Immergersi nel mondo di Ghirri. Matteo Parisini e il suo docufilm sul grande fotografo

Ha avuto una prima nazionale alla Festa del Cinema di Roma e ora “Infinito. Il mondo di Luigi Ghirri”, il docufilm diretto da Matteo Parisini (foto), approda anche a Modena, al cinema Astra, giovedì 10 novembre alle 21, nella giornata inaugurale del ViaEmiliaDocFest. L’occasione è da non perdere, considerato che a Palazzo Santa Margherita è in corso la mostra di Fmav, “Luigi Ghirri e Modena. Un viaggio a ritroso”.

Matteo, com’è nato e come ha preso forma il progetto di “Infinito”?
Sono da sempre un appassionato di fotografia, e uno dei punti di riferimento è Luigi Ghirri. L’idea del film è scaturita dopo aver letto il libro “Niente di antico sotto il sole”. Tramite i suoi scritti si entra in un’altra dimensione. C’è un tale senso di profondità che consente di capirne il percorso artistico e quello umano. Una frase che amava ripetere era: Io sono prima una persona, poi un fotografo”. Ecco, ho deciso di raccontare la persona per capire la profondità del suo percorso artistico.

Perché questo titolo?
Luigi Ghirri era un grande pensatore. Nel documentario, Gianni Leone – collega e amico di Luigi Ghirri – dice una cosa che condivido: ‘Siamo sicuri che Luigi Ghirri sia stato solo un fotografo? Secondo me no. Secondo me è stato molto, molto di più. Si è servito della fotografia per compiere un processo più ampio di analisi della realtà, da filosofo. Lui già negli anni 80 sottolineava come la nostra immagine fosse inquinata, sovraesposta, e come non fossimo più in grado di poggiare lo sguardo su quello che abbiamo realmente intorno a noi’. Ghirri guardava agli altri e suggeriva un percorso di educazione all’immagine, un percorso che devono fare tutti, non solo gli artisti. Un percorso appunto infinito, perché non finisce mai.

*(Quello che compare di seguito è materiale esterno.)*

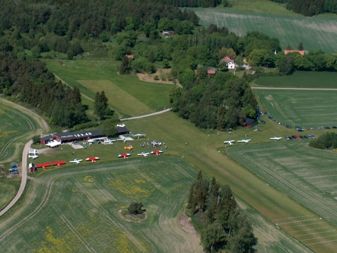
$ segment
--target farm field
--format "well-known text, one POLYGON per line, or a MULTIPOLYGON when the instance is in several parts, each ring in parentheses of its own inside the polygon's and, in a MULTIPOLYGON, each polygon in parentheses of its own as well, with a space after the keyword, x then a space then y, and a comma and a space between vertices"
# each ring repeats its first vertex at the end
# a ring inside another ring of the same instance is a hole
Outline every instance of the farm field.
POLYGON ((172 84, 143 81, 136 74, 120 75, 116 70, 118 62, 43 61, 50 71, 69 85, 78 86, 92 99, 97 91, 104 90, 109 105, 124 116, 153 113, 169 104, 168 94, 172 84), (132 105, 130 101, 136 103, 132 105))
POLYGON ((316 213, 274 220, 280 227, 304 244, 331 243, 336 247, 337 154, 308 147, 306 143, 256 144, 234 147, 228 153, 270 186, 316 213))
MULTIPOLYGON (((337 91, 255 89, 254 92, 267 112, 286 125, 302 128, 337 125, 337 91)), ((315 133, 318 131, 321 130, 315 133)))
POLYGON ((10 164, 21 161, 23 142, 41 133, 39 120, 28 110, 0 99, 0 210, 13 198, 20 186, 19 176, 7 178, 10 164))
POLYGON ((336 72, 296 71, 289 76, 258 78, 252 86, 337 89, 336 72))
POLYGON ((214 23, 225 26, 239 36, 245 35, 248 31, 259 31, 277 38, 282 49, 288 45, 297 48, 302 42, 305 50, 321 50, 327 54, 337 53, 337 45, 334 43, 337 32, 336 18, 277 16, 219 9, 189 9, 200 18, 199 23, 202 26, 214 23))

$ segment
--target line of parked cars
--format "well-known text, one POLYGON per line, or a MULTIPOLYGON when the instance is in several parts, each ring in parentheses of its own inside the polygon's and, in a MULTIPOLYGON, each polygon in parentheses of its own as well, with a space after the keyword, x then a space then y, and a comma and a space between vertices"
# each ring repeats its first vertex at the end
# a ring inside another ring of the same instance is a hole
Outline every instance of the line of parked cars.
POLYGON ((292 135, 288 136, 285 135, 285 140, 300 140, 300 139, 314 139, 315 136, 314 135, 292 135))
POLYGON ((11 175, 18 174, 18 164, 11 164, 11 169, 9 169, 9 174, 11 175))

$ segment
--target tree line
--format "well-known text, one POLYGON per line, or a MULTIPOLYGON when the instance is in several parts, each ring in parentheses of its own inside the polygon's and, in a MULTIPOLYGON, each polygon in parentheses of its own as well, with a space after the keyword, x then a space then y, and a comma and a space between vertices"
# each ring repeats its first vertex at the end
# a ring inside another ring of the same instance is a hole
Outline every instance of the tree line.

Quanto è stata importante la collaborazione con le due figlie, Ilaria e Adele?
La collaborazione con Adele e Ilaria è stata fondamentale, loro da subito hanno appoggiato l’idea di partire dall’uomo per raccontare l’artista. Insieme abbiamo cercato di capire chi potessero essere le persone che mi avrebbero accompagnato in questo viaggio. Un punto fondamentale nel suo percorso sono stati gli incontri, umani e artistici, e io volevo restituire anche questo. Luigi si circondava di persone molto diverse tra loro che erano sicuramente uno stimolo di crescita continua.

Torniamo al docufilm: quali sono le linee attraverso cui si sviluppa la narrazione per immagini?
Penso che siano due gli aspetti più importanti, che sono anche al centro del film: la memoria e la pulizia dello sguardo. Luigi Ghirri, spesso, viene associato alla pianura Padana; in realtà, come diceva lui, la provincia è un punto di partenza per andare oltre. Queste fotografie, viste in qualunque altra parte del mondo, da persone di ogni età, regalano tanto altro che, per me, è proprio la memoria. Memoria vista come memoria fantasia che si trasforma e permette a ciascuno di vedere quello che vuol vedere. come ha detto anche il pittore Davide Benati: ‘Ghirri usava la macchina fotografica come un giocattolo’. Questo gli ha permesso di andare oltre, in un’altra dimensione, inconscia. In altre parole: nelle fotografie di Ghirri ognuno vede cose diverse, a seconda del percorso che sta facendo.

Com’è stato coinvolto Stefano Accorsi?
Accorsi è un grande appassionato di Ghirri; oltre alle sue bellissime foto, l’hanno colpito la sua capacità di analisi e sintesi anche con le parole, è rimasto impressionato dalla sua capacità di immortalare esattamente quello che vedeva e raccontava, restituendo il mistero che si cela dietro l’immagine. La collaborazione è stata spontanea e nata su questi presupposti.

Ti ha aiutato il fatto che tu sia bolognese e che Ghirri fosse emiliano?
Come dicevo in precedenza, la provincia e l’Emilia erano un punto di partenza per raccontare altro, quindi sicuramente essere emiliano è stato un aiuto perché sapevo dove muovermi, conoscevo già molto bene le zone, ma allo stesso tempo la connessione con Ghirri è nata su altri binari, sull’elaborazione fantastica della memoria e sulla ricerca di un’identità. Temi che sento molto vicini.